Working Paper no. 19/97
Private property rights as the basis for free market environmentalism
Louis De Alessi
Environmental problems can arise when transaction costs are positive or private property rights are missing. Government solutions fail due to the lack of suitable incentives, objective measures of value, and value-free benchmark for comparing alternatives. Market solutions use private property rights to tie the welfare of individuals to their success in making others better off, fostering the internalization of external effects and adaptation to change while avoiding the divisive effects of rent seeking. Moreover, they resrt on the ethical/moral values of voluntary choices by free individuals.
Working Paper no. 20/97
Are Italians also fiscal conservatives?
Kenneth V. Greene
Data on Christian Democratic party and Communist Party voters shares in nineteen Italian regions in the post war era analyzed to see if voters punish or reward politicians for economic performance and for big growth in government spending.

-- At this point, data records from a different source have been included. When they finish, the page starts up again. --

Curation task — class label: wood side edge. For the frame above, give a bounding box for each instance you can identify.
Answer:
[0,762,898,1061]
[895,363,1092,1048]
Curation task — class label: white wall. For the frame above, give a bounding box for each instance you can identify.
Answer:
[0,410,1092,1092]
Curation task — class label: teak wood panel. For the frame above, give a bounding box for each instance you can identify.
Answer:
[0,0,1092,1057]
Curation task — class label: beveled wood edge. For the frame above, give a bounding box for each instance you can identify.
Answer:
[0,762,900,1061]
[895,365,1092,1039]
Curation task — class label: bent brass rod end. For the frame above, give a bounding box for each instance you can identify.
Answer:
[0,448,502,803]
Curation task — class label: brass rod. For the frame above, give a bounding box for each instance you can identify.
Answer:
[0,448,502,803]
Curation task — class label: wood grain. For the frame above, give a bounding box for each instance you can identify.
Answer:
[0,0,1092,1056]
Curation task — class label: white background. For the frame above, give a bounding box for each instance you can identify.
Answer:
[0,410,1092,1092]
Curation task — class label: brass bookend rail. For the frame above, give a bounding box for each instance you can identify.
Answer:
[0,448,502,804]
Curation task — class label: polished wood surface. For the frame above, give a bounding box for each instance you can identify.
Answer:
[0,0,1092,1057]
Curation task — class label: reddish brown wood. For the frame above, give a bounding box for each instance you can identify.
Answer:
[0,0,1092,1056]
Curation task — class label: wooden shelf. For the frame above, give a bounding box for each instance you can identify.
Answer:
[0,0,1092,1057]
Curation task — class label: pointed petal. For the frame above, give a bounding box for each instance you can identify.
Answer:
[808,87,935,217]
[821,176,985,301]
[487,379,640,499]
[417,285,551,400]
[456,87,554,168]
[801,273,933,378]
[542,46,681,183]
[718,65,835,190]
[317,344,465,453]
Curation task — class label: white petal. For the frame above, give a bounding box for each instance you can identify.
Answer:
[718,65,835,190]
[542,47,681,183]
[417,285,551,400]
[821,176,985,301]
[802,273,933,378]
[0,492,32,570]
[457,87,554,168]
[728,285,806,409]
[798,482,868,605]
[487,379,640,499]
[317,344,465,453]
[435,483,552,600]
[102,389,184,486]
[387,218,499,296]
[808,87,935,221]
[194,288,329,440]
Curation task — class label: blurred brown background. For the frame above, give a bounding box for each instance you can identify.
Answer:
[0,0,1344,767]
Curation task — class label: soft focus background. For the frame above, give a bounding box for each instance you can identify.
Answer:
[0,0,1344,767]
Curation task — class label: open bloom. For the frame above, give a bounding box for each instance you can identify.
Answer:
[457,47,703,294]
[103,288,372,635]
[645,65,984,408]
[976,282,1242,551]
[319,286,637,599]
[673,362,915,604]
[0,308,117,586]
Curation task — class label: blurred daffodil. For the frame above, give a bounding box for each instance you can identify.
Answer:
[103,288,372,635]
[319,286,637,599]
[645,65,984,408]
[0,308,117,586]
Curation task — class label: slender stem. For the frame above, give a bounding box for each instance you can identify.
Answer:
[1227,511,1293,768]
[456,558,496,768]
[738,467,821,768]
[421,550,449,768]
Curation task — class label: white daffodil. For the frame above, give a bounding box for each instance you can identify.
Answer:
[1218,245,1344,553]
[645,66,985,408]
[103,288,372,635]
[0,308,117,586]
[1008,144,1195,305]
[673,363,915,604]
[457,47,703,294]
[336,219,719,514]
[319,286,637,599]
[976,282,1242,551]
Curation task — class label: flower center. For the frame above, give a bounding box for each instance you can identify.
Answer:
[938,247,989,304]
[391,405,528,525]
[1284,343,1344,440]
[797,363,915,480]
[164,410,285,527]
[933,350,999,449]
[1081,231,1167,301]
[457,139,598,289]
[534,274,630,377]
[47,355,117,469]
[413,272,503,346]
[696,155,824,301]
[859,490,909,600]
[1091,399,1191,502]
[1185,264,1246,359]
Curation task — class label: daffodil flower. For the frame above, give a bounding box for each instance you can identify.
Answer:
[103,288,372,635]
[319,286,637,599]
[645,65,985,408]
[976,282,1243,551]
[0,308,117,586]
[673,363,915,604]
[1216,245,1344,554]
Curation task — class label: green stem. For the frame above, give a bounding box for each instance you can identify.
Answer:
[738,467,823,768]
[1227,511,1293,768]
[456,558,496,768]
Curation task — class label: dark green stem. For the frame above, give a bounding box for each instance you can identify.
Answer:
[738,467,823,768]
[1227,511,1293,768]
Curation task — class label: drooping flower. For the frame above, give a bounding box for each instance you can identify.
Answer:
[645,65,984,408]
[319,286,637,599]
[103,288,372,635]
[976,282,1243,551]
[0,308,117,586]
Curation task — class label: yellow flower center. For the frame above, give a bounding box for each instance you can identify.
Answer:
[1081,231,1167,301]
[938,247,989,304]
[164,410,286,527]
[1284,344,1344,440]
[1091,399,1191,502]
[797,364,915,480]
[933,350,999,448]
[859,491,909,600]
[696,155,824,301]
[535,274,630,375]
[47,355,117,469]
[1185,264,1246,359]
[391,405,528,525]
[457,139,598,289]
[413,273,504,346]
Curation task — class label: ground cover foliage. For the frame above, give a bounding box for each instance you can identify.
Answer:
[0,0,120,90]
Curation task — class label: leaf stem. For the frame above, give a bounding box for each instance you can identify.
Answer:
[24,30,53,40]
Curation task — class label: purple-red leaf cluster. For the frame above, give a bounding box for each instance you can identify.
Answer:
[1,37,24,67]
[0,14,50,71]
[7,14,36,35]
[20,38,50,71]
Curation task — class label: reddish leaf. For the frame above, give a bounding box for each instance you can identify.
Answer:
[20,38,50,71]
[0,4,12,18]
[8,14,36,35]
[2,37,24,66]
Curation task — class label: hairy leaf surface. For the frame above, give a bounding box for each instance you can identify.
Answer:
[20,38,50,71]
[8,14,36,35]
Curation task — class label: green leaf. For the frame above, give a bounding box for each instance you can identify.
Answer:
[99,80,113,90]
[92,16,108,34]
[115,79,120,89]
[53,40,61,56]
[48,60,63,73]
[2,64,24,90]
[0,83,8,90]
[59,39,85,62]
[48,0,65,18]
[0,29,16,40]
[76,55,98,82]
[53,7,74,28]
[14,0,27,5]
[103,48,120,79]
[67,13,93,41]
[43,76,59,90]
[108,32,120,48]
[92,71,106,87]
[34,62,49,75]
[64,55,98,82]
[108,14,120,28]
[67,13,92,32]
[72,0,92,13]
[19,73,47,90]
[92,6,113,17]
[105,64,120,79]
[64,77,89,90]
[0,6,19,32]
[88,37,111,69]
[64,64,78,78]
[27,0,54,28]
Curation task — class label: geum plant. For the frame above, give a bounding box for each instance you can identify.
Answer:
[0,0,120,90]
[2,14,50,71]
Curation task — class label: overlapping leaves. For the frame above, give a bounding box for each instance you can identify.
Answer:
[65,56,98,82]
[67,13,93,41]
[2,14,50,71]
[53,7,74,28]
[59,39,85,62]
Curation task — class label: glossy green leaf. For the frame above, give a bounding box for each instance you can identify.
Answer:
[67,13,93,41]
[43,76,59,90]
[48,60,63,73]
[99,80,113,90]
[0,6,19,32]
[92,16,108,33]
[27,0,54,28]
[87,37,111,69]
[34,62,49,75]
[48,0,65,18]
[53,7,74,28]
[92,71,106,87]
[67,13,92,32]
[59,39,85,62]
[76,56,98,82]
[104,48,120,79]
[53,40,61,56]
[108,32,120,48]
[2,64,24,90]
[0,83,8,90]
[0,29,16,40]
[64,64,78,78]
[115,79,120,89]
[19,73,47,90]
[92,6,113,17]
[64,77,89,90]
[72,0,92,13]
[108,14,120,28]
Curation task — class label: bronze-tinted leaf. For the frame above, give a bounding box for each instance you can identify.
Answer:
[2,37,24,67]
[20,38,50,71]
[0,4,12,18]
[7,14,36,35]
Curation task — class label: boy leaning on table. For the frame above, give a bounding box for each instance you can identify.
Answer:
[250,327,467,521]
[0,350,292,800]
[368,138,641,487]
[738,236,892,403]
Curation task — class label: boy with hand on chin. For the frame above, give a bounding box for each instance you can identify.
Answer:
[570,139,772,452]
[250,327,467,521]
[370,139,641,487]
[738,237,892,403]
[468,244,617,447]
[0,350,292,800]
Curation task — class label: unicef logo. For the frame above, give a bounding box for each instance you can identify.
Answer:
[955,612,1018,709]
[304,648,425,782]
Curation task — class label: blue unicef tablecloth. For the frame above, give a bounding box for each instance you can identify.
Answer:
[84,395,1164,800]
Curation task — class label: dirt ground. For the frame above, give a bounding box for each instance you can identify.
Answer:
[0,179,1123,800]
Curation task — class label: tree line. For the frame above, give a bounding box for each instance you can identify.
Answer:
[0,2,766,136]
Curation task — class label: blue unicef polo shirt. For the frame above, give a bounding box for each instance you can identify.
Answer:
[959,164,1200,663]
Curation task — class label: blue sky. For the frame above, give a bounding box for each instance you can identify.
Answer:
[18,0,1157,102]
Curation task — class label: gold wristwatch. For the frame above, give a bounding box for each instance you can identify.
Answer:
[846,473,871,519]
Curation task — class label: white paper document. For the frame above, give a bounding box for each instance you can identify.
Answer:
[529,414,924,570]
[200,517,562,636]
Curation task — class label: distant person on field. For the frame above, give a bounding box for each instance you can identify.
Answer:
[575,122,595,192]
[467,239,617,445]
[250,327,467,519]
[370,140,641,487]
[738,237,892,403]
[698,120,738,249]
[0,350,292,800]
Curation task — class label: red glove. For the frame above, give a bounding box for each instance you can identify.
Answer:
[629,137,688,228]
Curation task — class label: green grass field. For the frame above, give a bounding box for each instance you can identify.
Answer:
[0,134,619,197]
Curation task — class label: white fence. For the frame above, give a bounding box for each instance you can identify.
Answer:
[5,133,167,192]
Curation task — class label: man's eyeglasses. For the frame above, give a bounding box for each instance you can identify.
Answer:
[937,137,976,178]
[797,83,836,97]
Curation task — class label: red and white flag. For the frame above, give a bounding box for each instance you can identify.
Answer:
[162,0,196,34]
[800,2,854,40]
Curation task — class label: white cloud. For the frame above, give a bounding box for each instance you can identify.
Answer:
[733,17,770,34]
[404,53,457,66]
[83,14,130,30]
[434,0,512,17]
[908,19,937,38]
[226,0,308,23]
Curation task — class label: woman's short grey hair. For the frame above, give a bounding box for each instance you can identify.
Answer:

We find that the DC is harmed by inflation and employment but benefitted from economics growth. Some evidence also is presented which implies that its potential constituency acts as fiscal conservatives.
Working Paper no. 21/97
Modelling evolutionary long-run relationships: an application to the Italian energy market
Claudio Morana
The paper considers a SUTSE model embedded in a dynamic framework to estimate an energy cost share model for the Italian economy in an evolutionary environment. This is achieved by allowing stochastic seasonal and trend components in the long-run specification and constructing an error correction mechanism to model short-run dynamics. Modelling instability in the structural time series approach has provided some improvement in the estimates of the elasticities of substituitions and of the price elasticities with respect to those obtained using deterministic trend and seasonal components. Tests for instability in the cointegration regression support the evolutionary specification adopted.